つまり、製品の品質向上とは、その製品の機能・特性が使う人のニーズにこたえ、より満足感をもたらすために改善されること、と定義することができるでしょう。

2、業務の「品質向上」
一方、業務に関する品質の場合は、対象とする内容が異なります。製品の場合は品質向上する対象が製品そのもので、「利用する人に満足してもらう製品」を作ることが目的でした。しかし、業務の場合は、誰でも同じ品質で、失敗せず効率的に業務を行えるようプロセスやルールを改善するのが目的になります。

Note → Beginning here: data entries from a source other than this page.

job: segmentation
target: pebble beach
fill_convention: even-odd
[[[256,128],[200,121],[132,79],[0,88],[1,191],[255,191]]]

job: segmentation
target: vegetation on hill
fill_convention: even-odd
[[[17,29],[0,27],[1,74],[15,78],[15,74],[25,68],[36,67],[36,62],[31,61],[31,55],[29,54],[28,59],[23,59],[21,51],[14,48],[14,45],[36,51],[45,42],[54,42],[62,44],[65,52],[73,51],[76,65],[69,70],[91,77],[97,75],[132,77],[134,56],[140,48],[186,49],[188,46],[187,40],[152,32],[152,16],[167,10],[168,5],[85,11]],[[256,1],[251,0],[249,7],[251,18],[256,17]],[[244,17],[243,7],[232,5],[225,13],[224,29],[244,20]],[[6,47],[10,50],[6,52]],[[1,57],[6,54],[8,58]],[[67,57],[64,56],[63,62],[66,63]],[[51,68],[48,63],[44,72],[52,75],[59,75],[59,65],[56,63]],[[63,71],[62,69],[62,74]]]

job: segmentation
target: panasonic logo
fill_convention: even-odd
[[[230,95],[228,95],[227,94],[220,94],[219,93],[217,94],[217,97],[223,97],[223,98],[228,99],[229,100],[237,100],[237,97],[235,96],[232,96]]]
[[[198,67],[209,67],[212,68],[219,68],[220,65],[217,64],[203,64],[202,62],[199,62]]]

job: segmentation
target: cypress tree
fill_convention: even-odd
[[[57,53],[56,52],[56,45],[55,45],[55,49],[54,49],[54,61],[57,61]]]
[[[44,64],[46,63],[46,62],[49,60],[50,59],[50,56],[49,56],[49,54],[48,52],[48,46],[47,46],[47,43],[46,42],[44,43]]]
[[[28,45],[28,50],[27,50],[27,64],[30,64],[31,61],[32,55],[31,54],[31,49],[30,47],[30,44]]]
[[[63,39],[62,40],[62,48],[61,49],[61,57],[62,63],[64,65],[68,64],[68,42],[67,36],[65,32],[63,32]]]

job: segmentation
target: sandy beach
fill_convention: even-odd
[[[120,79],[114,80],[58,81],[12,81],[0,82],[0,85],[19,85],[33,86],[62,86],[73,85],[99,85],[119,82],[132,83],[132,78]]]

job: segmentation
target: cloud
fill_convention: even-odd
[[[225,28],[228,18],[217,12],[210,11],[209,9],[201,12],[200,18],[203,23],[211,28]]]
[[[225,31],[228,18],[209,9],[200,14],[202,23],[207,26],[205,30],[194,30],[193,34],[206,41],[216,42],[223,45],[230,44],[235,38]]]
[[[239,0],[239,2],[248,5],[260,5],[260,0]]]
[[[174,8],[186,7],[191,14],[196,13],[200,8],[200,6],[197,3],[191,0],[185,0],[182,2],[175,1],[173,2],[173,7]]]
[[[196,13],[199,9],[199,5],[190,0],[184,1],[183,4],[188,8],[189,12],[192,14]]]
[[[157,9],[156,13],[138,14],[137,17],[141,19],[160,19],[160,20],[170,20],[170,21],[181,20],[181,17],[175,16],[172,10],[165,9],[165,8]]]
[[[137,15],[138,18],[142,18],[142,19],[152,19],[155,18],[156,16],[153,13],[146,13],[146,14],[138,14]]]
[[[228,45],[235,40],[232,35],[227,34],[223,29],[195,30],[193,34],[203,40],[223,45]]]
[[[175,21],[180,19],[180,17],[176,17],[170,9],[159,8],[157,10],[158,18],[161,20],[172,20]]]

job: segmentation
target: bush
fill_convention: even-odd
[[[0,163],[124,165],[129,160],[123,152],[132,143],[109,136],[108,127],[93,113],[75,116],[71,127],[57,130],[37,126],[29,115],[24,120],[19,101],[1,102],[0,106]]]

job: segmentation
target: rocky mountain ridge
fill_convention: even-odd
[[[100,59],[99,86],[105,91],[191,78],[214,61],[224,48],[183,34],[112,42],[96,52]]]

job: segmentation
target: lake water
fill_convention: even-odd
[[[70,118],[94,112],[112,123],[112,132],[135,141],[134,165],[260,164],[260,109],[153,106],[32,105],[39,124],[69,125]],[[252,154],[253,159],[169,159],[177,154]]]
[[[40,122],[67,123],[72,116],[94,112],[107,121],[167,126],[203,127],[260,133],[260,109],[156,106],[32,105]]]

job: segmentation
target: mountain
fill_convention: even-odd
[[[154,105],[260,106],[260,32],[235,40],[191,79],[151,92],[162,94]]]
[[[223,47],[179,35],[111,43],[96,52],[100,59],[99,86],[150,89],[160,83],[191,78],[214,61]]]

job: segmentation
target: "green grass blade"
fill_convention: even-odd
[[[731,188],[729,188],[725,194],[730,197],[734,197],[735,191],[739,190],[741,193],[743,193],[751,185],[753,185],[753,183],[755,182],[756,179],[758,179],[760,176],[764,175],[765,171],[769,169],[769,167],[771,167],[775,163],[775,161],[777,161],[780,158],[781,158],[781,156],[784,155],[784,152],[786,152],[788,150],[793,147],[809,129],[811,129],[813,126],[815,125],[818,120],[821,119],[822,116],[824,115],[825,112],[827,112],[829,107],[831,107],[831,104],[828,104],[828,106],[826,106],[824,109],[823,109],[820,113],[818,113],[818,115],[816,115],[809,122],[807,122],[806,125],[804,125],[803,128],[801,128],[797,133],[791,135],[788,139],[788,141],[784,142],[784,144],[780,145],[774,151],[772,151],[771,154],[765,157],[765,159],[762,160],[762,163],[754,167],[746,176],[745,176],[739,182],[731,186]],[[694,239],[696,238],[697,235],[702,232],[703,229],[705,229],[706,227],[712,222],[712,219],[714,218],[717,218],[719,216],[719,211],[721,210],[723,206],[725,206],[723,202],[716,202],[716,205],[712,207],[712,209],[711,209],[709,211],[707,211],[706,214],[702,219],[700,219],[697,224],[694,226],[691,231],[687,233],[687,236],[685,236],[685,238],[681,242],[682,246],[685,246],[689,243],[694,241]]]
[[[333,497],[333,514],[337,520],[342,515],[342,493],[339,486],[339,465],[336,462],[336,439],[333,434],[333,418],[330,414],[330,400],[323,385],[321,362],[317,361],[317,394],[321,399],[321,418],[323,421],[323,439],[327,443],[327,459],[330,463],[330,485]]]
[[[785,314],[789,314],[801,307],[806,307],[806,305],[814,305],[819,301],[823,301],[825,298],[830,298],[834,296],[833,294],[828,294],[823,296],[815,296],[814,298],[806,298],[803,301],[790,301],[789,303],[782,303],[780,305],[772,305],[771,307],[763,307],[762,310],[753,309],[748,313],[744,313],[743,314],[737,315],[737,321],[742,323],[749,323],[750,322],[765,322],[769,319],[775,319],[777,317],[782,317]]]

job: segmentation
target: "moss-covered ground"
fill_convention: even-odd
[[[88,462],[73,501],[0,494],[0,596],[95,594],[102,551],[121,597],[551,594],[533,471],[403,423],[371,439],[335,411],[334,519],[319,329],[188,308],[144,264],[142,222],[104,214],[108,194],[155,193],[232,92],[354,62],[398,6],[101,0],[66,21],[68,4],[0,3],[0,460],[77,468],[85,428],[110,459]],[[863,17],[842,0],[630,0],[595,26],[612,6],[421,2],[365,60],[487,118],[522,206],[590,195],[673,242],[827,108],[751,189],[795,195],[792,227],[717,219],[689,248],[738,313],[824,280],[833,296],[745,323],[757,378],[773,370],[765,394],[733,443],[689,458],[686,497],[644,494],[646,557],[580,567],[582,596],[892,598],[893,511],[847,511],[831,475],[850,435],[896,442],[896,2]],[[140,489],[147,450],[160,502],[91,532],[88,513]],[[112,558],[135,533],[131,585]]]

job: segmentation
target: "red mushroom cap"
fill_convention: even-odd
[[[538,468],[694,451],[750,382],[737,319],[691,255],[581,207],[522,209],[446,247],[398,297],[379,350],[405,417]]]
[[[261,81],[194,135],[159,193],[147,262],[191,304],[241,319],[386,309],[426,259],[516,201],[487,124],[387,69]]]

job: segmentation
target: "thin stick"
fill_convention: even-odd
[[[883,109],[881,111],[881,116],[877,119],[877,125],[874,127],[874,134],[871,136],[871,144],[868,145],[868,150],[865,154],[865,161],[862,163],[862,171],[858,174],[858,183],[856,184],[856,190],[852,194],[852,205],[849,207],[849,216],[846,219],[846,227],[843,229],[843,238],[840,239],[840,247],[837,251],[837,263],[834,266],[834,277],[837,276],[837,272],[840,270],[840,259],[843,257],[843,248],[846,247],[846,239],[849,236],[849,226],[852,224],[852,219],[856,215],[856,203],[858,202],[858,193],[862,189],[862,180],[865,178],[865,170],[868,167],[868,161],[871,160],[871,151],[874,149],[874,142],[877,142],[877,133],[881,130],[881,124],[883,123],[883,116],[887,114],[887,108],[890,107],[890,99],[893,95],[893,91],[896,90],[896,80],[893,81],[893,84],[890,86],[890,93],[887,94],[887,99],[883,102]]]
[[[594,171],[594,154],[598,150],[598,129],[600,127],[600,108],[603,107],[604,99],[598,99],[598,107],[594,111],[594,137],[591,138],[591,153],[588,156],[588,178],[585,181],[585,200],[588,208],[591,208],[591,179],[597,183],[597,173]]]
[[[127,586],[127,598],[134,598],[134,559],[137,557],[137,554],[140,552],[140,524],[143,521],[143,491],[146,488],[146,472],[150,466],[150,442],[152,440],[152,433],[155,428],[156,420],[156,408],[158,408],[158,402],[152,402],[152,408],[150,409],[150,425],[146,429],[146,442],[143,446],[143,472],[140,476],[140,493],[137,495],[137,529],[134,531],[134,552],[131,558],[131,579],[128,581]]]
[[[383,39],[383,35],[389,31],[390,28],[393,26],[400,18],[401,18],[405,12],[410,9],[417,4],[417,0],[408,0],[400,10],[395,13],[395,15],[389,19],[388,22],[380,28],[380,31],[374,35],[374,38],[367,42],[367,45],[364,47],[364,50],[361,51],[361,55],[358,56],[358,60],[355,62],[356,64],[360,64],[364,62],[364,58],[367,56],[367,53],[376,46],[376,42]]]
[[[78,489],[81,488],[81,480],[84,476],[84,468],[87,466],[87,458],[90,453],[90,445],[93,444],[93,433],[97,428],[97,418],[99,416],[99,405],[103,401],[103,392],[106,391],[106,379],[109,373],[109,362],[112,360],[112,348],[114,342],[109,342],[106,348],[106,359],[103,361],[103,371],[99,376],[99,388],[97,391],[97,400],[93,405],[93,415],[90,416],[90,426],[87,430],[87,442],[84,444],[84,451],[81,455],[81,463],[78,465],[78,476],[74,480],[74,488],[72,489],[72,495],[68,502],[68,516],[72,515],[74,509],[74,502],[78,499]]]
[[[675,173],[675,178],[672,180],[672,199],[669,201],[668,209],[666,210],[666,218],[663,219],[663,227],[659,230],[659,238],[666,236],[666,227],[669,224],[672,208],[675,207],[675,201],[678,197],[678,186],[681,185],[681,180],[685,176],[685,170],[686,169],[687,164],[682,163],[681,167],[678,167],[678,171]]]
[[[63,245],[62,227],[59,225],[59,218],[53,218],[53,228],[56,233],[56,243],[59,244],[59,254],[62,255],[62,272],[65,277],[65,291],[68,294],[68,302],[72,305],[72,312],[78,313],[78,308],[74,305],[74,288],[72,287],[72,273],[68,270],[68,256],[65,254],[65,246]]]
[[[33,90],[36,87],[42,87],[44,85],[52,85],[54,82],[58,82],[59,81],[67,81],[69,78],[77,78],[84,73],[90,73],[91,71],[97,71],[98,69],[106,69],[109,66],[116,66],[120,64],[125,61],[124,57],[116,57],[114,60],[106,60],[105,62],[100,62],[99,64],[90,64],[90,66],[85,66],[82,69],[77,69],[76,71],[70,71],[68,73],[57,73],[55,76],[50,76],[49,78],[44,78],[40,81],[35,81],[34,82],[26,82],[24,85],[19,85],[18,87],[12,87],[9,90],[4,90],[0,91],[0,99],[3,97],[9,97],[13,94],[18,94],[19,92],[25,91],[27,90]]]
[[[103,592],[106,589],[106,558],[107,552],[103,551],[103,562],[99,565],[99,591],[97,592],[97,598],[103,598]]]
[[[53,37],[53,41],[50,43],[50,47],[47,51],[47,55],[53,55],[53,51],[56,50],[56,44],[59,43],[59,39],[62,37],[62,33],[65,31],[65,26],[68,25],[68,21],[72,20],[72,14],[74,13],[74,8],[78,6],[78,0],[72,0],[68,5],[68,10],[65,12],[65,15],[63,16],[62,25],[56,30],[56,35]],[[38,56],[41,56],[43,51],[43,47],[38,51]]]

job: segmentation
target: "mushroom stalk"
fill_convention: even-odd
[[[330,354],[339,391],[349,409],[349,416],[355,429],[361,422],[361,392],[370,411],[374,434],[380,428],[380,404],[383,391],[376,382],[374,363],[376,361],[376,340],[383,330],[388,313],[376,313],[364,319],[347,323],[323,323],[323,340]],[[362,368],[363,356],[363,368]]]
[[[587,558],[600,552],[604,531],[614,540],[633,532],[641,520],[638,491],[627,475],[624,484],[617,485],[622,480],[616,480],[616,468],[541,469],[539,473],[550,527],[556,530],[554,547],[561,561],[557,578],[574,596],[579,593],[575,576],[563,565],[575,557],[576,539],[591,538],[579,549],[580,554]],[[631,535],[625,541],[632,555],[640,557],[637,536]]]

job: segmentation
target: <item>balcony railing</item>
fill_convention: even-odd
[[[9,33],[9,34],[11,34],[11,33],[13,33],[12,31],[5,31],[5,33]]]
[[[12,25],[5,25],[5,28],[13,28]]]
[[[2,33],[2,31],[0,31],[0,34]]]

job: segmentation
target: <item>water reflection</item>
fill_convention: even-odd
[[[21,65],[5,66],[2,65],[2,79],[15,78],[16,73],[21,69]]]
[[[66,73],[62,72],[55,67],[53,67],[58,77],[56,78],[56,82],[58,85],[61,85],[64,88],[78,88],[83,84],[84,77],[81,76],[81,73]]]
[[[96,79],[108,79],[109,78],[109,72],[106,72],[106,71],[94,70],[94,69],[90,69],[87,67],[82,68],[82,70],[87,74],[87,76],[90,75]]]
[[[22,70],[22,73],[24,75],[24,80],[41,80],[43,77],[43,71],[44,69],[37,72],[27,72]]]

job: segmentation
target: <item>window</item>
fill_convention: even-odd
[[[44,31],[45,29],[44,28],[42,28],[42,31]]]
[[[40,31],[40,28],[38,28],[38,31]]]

つまり、業務品質向上とは、業務をスムーズに実行できる状態を作ること、属人的な要素を減らして誰がやっても同じ結果を出せるようにすること、スタッフごとのバラツキを失くして業務を平準化すること、と定義することができるのです。

日本最大級の顧問契約マッチングサイト「KENJINS」には、大手製造メーカーでの品質管理・品質保証の実務経験が豊富な顧問やプロフェッショナル人材や品質管理の専門家の登録が多数いるため、ハードウエアやソフトウエアなどに関する品質の専門的なノウハウの提供が可能です。

■製造業における品質管理の重要性

経営者が「弊社は品質最優先のメーカーであり、一番関心があるのは品質管理部門である。品質改善を強化する。」と言うものの、 具体的な方針提示やリソースの集中投下などは逡巡されるケースが多く見られます。日本の製造業がハードウエア中心だった時代は、現場に依存していても、品質管理が大きく破綻することはありませんでした。

しかし、今後、経営者には以前にも増して品質管理へ積極的な関与と実行が求められていきます。これまでは生産活動のなかで供給するハードウエアの「品質」のみを追い求めていれば良かったのですが、今後は、ハードウエア納入により付帯的に生じるサービス業務の「質」も維持しなければなりません。品質に携わる部門は、自社が顧客に提供する全てのものに対して目を光らせるほどの気概がないと務まるものではなく、また顧客から高い評価を得ることも難しいといえるでしょう。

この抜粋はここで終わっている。